ECLI:NL:RBROT:2020:698

Rechtbank Rotterdam

Datum uitspraak
10 januari 2020
Publicatiedatum
30 januari 2020
Zaaknummer
C/10/585893 / JE RK 19-3445
Instantie
Rechtbank Rotterdam
Type
Uitspraak
Procedures
  • Beschikking
Vindplaatsen
  • Rechtspraak.nl
AI samenvatting door LexboostAutomatisch gegenereerd

Verlenging ondertoezichtstelling en uithuisplaatsing van een minderjarige

Op 10 januari 2020 heeft de kinderrechter van de Rechtbank Rotterdam een beschikking gegeven inzake de verlenging van de ondertoezichtstelling en de machtiging tot uithuisplaatsing van de minderjarige [naam kind]. De zaak betreft een verzoek van de gecertificeerde instelling Leger des Heils Jeugdbescherming & Reclassering, die de ondertoezichtstelling van [naam kind] voor een jaar wenst te verlengen. De kinderrechter heeft de zaak met gesloten deuren behandeld, waarbij de moeder, vader, grootouders en vertegenwoordigers van de GI aanwezig waren. De ouders van [naam kind] zijn onvoldoende in staat om met elkaar te communiceren, wat de GI aanleiding geeft om de verlenging van de ondertoezichtstelling noodzakelijk te achten. De kinderrechter heeft vastgesteld dat de zorgen over [naam kind] onverminderd aanwezig zijn, en dat het perspectief van [naam kind] nog onduidelijk is. De kinderrechter heeft besloten de ondertoezichtstelling en de machtiging tot uithuisplaatsing voor zes maanden te verlengen, met de verwachting dat er in juli 2020 meer duidelijkheid zal zijn over het perspectief van [naam kind]. De kinderrechter heeft benadrukt dat de ouders in staat moeten zijn om op een onbelaste manier met elkaar te communiceren, anders zal een plaatsing in een neutraal pleeggezin overwogen moeten worden. De beschikking is mondeling gegeven en in het openbaar uitgesproken, met de mogelijkheid tot hoger beroep binnen drie maanden na de uitspraak.

Uitspraak

beschikking

RECHTBANK ROTTERDAM

Team Jeugd
zaakgegevens: C/10/585893 / JE RK 19-3445
datum uitspraak: 10 januari 2020

beschikking verlenging ondertoezichtstelling en verlenging uithuisplaatsing

in de zaak van

de gecertifceerde instelling Leger des Heils Jeugdbescherming & Reclassering,

hierna te noemen de GI, gevestigd te Rotterdam,
betreffende

[naam kind] , geboren op [geboortedatum kind] 2015 te [geboorteplaats kind] , hierna te noemen [naam kind] .

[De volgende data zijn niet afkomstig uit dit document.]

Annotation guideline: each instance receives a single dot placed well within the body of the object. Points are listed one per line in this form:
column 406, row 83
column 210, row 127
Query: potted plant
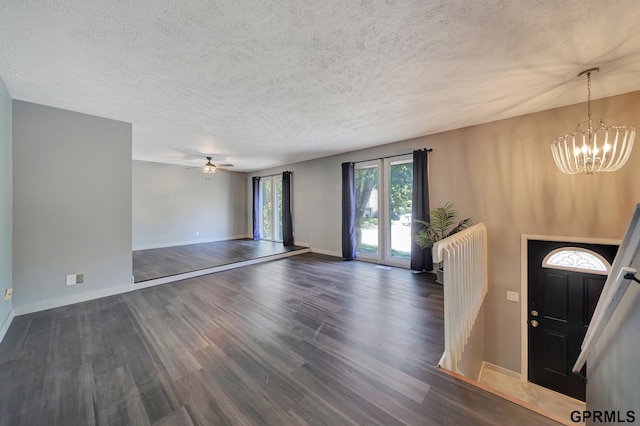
column 442, row 225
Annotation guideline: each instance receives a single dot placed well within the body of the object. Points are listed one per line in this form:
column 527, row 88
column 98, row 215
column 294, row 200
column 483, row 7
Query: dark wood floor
column 304, row 340
column 165, row 262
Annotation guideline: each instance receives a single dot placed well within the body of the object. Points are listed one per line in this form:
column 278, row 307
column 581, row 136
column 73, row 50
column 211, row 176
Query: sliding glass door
column 383, row 210
column 400, row 184
column 271, row 208
column 367, row 176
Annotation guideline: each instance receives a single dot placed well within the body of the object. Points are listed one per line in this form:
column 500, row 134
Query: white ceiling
column 268, row 82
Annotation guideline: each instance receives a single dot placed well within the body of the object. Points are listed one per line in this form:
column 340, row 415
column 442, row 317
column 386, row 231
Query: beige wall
column 502, row 174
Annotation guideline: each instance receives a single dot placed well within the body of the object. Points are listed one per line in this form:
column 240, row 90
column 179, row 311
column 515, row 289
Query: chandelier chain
column 589, row 99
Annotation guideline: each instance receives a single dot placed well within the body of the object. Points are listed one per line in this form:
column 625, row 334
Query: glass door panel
column 277, row 181
column 367, row 187
column 266, row 201
column 400, row 187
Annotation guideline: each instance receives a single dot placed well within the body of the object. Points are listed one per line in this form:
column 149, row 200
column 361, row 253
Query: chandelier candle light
column 604, row 149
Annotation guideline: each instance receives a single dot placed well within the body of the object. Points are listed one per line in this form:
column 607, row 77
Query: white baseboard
column 189, row 242
column 5, row 324
column 70, row 300
column 492, row 367
column 327, row 252
column 201, row 272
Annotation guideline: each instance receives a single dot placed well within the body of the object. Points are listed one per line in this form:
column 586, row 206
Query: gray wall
column 171, row 203
column 71, row 206
column 612, row 367
column 499, row 173
column 5, row 206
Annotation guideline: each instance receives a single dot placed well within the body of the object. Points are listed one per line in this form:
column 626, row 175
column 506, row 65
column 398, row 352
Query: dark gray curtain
column 421, row 259
column 348, row 211
column 287, row 225
column 256, row 207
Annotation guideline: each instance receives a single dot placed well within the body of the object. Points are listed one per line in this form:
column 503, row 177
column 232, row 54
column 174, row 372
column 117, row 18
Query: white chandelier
column 604, row 149
column 209, row 168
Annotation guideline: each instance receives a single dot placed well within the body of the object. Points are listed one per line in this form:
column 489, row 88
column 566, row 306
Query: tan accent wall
column 500, row 173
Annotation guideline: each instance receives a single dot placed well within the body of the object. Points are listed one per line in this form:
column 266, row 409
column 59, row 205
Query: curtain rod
column 275, row 174
column 391, row 156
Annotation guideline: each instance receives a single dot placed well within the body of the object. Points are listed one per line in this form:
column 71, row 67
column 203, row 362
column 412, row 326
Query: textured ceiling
column 269, row 82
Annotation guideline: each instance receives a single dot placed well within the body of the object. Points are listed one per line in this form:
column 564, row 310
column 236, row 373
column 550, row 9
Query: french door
column 383, row 210
column 271, row 208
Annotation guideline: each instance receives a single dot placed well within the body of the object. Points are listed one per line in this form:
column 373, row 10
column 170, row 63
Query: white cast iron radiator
column 464, row 257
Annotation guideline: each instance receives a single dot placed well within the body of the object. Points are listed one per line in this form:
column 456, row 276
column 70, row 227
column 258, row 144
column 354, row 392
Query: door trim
column 524, row 289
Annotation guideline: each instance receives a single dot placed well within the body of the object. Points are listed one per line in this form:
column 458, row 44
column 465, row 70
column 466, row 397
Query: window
column 383, row 209
column 577, row 259
column 271, row 208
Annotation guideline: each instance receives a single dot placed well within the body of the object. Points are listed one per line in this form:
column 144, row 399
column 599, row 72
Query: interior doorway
column 564, row 283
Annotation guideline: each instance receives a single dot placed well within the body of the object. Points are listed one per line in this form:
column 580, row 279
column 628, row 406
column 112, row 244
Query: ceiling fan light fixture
column 589, row 150
column 209, row 168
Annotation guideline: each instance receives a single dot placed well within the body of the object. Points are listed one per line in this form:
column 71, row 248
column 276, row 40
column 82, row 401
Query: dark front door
column 561, row 304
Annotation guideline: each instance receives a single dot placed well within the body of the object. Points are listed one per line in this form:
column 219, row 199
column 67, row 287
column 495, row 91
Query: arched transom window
column 577, row 259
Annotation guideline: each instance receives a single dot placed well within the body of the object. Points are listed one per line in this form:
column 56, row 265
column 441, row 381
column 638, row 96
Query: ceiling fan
column 210, row 168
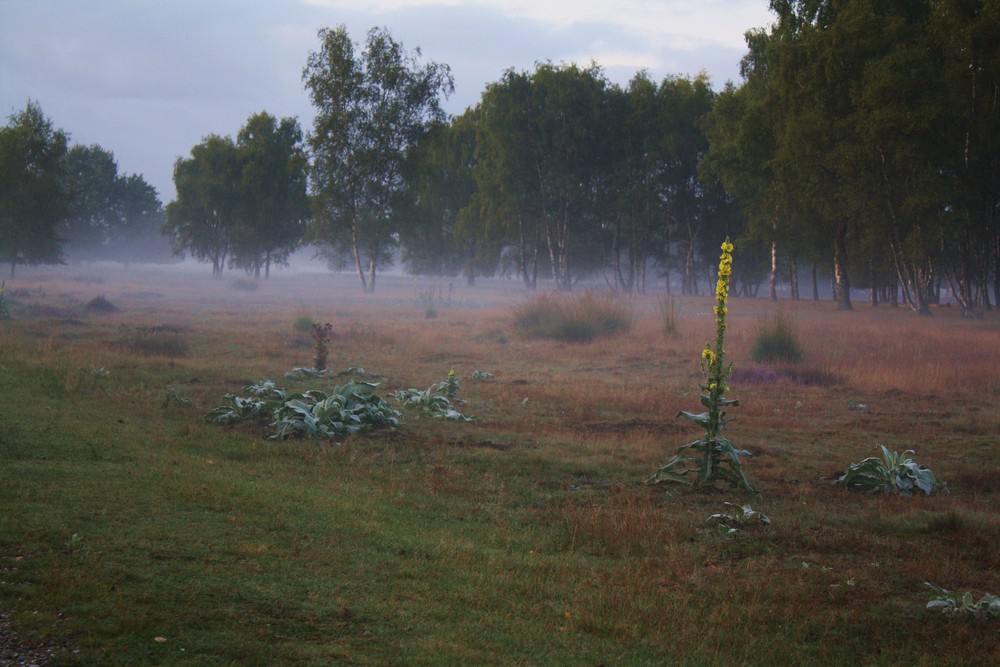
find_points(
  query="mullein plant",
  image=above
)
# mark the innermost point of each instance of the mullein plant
(711, 458)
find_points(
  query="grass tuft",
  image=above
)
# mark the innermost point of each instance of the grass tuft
(99, 304)
(776, 340)
(577, 319)
(157, 341)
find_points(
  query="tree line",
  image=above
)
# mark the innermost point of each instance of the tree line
(57, 199)
(861, 147)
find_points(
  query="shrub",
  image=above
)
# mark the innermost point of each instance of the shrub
(304, 323)
(893, 473)
(4, 309)
(438, 400)
(321, 336)
(576, 319)
(776, 341)
(346, 410)
(158, 341)
(948, 602)
(99, 304)
(669, 317)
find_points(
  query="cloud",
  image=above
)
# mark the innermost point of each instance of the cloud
(148, 79)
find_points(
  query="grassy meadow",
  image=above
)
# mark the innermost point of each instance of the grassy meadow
(134, 532)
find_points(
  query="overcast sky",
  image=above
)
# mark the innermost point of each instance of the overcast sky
(148, 79)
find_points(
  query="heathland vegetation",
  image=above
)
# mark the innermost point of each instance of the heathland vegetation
(133, 530)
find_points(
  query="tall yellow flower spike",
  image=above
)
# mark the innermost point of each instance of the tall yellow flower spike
(713, 457)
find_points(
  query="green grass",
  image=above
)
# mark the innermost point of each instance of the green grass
(525, 537)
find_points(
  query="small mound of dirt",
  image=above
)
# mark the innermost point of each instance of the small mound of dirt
(101, 305)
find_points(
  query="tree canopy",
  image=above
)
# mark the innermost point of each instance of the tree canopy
(373, 104)
(34, 196)
(243, 201)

De kinderrechter merkt als belanghebbenden aan:

[naam moeder] ,

hierna te noemen de moeder, wonende te [woonplaats moeder] ,

[naam vader] ,

hierna te noemen de vader, wonende te [woonplaats vader] .
De kinderrechter merkt als informanten aan:

[naam grootmoeder] ,

hierna te noemen de grootmoeder (vaderszijde), wonende te [woonplaats grootmoeder] ,

[naam grootvader] ,

hierna te noemen de grootvader (vaderszijde), wonende te [woonplaats grootvader] .

Het procesverloop

Het procesverloop blijkt uit de volgende stukken:
- het verzoekschrift met bijlagen van de GI van 15 november 2019, ingekomen bij de griffie op 18 november 2019.
Op 10 januari 2020 heeft de kinderrechter de zaak ter zitting met gesloten deuren behandeld.
Gehoord zijn:
- de moeder,
- de vader, bijgestaan door zijn advocaat mr. M.M.J. Bos,
- de grootvader,
- twee vertegenwoordigers van de GI, dhr. [naam vertegenwoordiger] en mw. [naam vertegenwoordigster] .
Opgeroepen en niet verschenen is:
- de grootmoeder.

De feiten

Het ouderlijk gezag over [naam kind] wordt uitgeoefend door de ouders.
[naam kind] verblijft bij de grootouders vaderszijde.
Bij beschikking van 25 januari 2019 is [naam kind] onder toezicht gesteld tot 25 januari 2020. De kinderrechter heeft bij deze beschikking ook een machtiging tot uithuisplaatsing van [naam kind] bij de grootouders vaderszijde verleend tot 25 januari 2020.

Het verzoek

De GI heeft verzocht de ondertoezichtstelling van [naam kind] te verlengen voor de duur van een jaar. Tevens wordt verzocht de machtiging tot uithuisplaatsing van [naam kind] bij de pleegouders te verlengen voor de duur van de ondertoezichtstelling.
De GI heeft het verzoek ter zitting gehandhaafd en als volgt toegelicht. Het gaat goed met [naam kind] . Hij woont in het gezin van de grootouders, waar de vader ook woont. De vader is op zoek naar een eigen woning. Daarna kan pas worden bepaald waar het perspectief van [naam kind] ligt. De ouders zijn onvoldoende in staat om met elkaar te communiceren. Om te voorkomen dat [naam kind] getuige wordt van de geschillen tussen de ouders, acht de GI een verlenging van de ondertoezichtstelling noodzakelijk. De GI is van mening dat systeemtherapie voor de ouders van belang is, maar de vader wil dat de moeder eerst aan haar eigen problematiek werkt.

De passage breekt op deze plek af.